Our Approach

Our goal is to provide a means by which members of a non-expert community can pose, view, and share their photos inside a 3D world model such as Google Earth.

Critical to our mission is the desire to include any and all photos, with no technical or editorial biases for some types of imagery over others. If someone wants to pose a square meter of pavement that could have been shot anywhere, or a close-up of a finger pointing, or graffiti, these images should be included. We believe that creativity should drive technology, not the other way around.

Our approach is also unorthodox from the traditional perspective of the computer science and engineering communities in that we are assuming that people will be willing to help out a little, particularly if it is fast, easy, and fun. We’re specifying that it should be possible for photographs to be aligned in under one minute by a 10-year-old, and as such, participation in the project will be easy and enjoyable as well as productive.

We fully expect cameras of the future to have the sensing and intelligence to fully automate this process. But we’re not there yet. “Viewfinder” is intended to be a getting-from-here-to-there strategy; it is an artistic intervention as well as a technological innovation.

Pose-Finding: Two Solutions

We are developing two browser-based, pose-finding solutions based on our approach: a 2D-to-2D solution and a 2D-to-3D solution. Both begin with the same first step.

Figure 2. Specifying x, y, and z variables.

 

Figure 3. Locking down x, y, and z variables.

 

Figure 4. Point correspondences between 2D photo and 3D model.

The first step is for a human helper to upload a photo and mark a corresponding spot on a zoomed-in interactive map of the world. Anecdotal evidence shows that people can usually remember such locations to within a meter or less if they can see a map and aerial photo with sufficient resolution. GPS data can also be used. The helper also indicates the general direction that the camera was aimed. Next to the map a screen grab appears of the indicated location from a 3D world model, taken from the eye level of an average adult. The screen grab approximates the same composition as the photo.

For the 2D-to-2D solution, this position is taken as fixed. With the x, y, and z variables now locked down, the search problem is reduced to panning, tilting, rotating, and (assuming a known aspect ratio) scaling the image to match the view in Google Earth – four variables, and an easy problem for humans to solve. One solution is to match a single correspondence point, then scale and rotate the overlaid photo to align everything else. Another way is to simply match two points. For this solution, the screen grab from a 3D world model can be simply a 2D image.

For the 2D-to-3D solution, the screen grab from a 3D world model is a 2D image but contains depth or “z” data for every 2D pixel. The starting position is taken as an approximation. The human helper matches corresponding points between the photo and the screen grab and all pose variables lock down to a “best fit” solution.

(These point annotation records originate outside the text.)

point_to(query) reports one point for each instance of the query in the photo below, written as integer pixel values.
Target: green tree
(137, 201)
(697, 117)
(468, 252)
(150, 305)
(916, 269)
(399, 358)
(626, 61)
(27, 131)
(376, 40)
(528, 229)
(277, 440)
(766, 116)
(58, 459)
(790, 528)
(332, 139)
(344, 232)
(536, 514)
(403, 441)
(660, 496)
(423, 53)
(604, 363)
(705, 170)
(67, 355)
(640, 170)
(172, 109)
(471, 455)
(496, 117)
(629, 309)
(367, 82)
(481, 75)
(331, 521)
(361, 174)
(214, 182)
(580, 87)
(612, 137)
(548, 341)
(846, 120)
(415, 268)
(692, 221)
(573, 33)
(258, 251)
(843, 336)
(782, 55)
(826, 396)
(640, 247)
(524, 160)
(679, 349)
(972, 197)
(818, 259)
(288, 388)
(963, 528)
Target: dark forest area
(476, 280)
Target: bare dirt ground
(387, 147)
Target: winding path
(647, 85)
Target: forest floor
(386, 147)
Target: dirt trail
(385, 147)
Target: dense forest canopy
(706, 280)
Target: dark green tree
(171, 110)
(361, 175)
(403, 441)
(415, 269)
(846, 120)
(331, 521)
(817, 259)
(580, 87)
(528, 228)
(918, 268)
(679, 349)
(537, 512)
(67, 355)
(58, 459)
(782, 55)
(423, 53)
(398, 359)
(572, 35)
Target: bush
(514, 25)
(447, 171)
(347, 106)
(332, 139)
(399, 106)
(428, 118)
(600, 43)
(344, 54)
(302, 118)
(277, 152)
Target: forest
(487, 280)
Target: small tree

One advantage of the 2D-to-2D solution is that the required computation, as well as the task requested of the human helper, are both relatively simple. Another advantage is that no additional data is required from the 3D world model beyond a standard 2D screen grab. The disadvantage is that, if the starting positions are incorrect, a good pose cannot be found, and the helper has to return to the first step. This is particularly true if the height at which the photo was taken was different from just above ground level. A height adjustment control for this first step would be helpful, but would add complexity.

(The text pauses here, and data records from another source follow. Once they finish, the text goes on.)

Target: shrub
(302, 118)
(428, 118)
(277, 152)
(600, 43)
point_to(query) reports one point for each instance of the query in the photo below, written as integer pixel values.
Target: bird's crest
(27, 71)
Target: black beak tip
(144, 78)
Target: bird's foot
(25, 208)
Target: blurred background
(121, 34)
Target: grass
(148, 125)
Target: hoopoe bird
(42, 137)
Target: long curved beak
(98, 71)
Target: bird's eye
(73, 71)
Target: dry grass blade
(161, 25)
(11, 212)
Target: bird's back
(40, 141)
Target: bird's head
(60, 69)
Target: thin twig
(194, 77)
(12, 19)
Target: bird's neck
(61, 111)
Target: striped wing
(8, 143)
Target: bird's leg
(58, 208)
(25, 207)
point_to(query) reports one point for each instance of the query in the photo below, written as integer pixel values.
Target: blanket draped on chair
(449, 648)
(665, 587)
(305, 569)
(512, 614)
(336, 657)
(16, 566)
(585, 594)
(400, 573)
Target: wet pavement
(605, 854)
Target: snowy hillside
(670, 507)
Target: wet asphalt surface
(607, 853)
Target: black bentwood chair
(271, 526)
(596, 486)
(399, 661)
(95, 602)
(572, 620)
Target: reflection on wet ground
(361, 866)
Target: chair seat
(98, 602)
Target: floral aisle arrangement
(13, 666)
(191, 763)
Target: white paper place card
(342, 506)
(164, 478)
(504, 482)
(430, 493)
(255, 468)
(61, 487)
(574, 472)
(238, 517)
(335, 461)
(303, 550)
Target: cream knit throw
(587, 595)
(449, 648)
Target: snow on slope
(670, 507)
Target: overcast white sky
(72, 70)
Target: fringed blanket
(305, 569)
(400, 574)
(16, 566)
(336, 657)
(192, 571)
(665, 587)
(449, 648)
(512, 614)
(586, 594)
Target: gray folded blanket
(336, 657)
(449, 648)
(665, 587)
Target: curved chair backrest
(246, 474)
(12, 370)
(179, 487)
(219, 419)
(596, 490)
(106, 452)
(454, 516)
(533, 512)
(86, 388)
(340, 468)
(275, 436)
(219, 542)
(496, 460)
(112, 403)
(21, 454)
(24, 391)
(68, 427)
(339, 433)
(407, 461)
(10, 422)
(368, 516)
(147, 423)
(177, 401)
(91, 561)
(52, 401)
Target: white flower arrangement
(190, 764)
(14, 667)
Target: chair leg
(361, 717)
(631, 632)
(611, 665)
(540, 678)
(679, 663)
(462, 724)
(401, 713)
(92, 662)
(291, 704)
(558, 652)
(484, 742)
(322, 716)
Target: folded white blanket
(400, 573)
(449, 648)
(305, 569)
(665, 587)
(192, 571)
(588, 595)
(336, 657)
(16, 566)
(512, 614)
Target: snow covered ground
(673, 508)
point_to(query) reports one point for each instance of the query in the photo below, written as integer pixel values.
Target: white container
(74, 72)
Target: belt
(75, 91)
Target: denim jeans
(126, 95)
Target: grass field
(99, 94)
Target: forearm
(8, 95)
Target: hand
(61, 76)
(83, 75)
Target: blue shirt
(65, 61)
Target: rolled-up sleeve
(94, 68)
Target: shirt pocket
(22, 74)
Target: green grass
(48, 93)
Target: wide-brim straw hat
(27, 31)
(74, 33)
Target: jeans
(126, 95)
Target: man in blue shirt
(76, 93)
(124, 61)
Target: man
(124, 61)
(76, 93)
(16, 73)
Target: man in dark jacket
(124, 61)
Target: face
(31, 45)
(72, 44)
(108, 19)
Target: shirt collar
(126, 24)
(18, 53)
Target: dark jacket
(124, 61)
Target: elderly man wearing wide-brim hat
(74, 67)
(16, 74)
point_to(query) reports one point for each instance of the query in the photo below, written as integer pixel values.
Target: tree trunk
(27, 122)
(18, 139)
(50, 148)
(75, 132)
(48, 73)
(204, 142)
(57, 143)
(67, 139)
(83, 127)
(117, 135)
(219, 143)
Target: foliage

The advantage of the 2D-to-3D solution is that all variables can find their best fit as corresponding points are matched; in the end this is the more robust solution. The disadvantage is that the computation is fundamentally more complex, particularly since corresponding points have more value if they are non-coplanar with each other. A more practical disadvantage is that the z-data from the 3D model must be available, and this is currently not true for either Google Earth or Microsoft Live.

Viewing Posed Photos

Once a photo’s pose is known, it can be properly placed in the 3D model. One universal aspect is that a posed photo viewed from the nodal point – the origin point of the camera – will always appear perfectly aligned with respect to the 3D model. From any other point, different areas of the photo may or may not appear aligned, in part depending on the content of the imagery, but overall alignment will be problematic at best.

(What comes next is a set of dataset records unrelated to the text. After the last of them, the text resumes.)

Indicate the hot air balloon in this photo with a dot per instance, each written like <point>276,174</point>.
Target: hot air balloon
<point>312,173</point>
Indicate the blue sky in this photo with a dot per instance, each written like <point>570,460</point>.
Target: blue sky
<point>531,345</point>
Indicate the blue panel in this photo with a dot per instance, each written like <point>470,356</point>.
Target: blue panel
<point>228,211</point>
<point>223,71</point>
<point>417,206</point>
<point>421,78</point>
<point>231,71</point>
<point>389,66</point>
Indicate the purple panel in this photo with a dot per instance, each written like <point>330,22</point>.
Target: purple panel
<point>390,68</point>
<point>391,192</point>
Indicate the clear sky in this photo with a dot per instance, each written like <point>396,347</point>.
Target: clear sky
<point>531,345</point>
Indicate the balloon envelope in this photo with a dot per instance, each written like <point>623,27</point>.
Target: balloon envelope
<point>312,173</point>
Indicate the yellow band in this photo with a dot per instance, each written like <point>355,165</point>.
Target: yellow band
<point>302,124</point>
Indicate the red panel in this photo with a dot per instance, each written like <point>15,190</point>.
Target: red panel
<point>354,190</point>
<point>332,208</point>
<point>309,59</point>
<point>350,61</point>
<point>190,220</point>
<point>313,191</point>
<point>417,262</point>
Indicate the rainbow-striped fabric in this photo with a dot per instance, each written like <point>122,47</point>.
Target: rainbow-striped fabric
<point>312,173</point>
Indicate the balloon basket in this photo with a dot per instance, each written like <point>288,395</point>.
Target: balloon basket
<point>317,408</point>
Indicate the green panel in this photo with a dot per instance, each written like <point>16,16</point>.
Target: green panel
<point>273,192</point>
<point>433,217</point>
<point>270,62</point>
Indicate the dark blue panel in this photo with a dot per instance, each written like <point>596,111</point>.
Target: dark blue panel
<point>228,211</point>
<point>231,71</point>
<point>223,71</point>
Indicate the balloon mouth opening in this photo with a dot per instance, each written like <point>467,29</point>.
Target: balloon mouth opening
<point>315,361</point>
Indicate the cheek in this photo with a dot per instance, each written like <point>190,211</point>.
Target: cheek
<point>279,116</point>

One school of thought is to show only posed photos from the nodal point and to feature graphic “indicators” for the photos, such as empty frames and frustums, the pyramid-like radiating lines of the photos’ field of view, connecting the camera position to each corner of the resulting image. Another approach is to fade up posed photos as the viewer’s point of view nears the camera’s nodal point, so that any misalignment artifacts appear only fleetingly. A third school of thought favors allowing the photo to be fully visible at all times, regardless of the viewer’s position. A related feature is a “snap-to” function as the viewer approaches a nodal point. These features (when and how the posed photo becomes visible, the use of graphical indicators and snap-to functions) each have an impact on the overall user experience.

Another factor is the question of where to place the posed photo within the 3D model. In theory, the photo can be placed anywhere along the frustum lines and will appear perfectly aligned when viewed from the nodal point: it can be near and small or far and big, or anywhere in between. In practice, if the photo is too near and small, it will be difficult to find (perhaps requiring assistance in the form of snapping); if it’s too far and big, the photo will begin to cut through objects inside the 3D model such as buildings.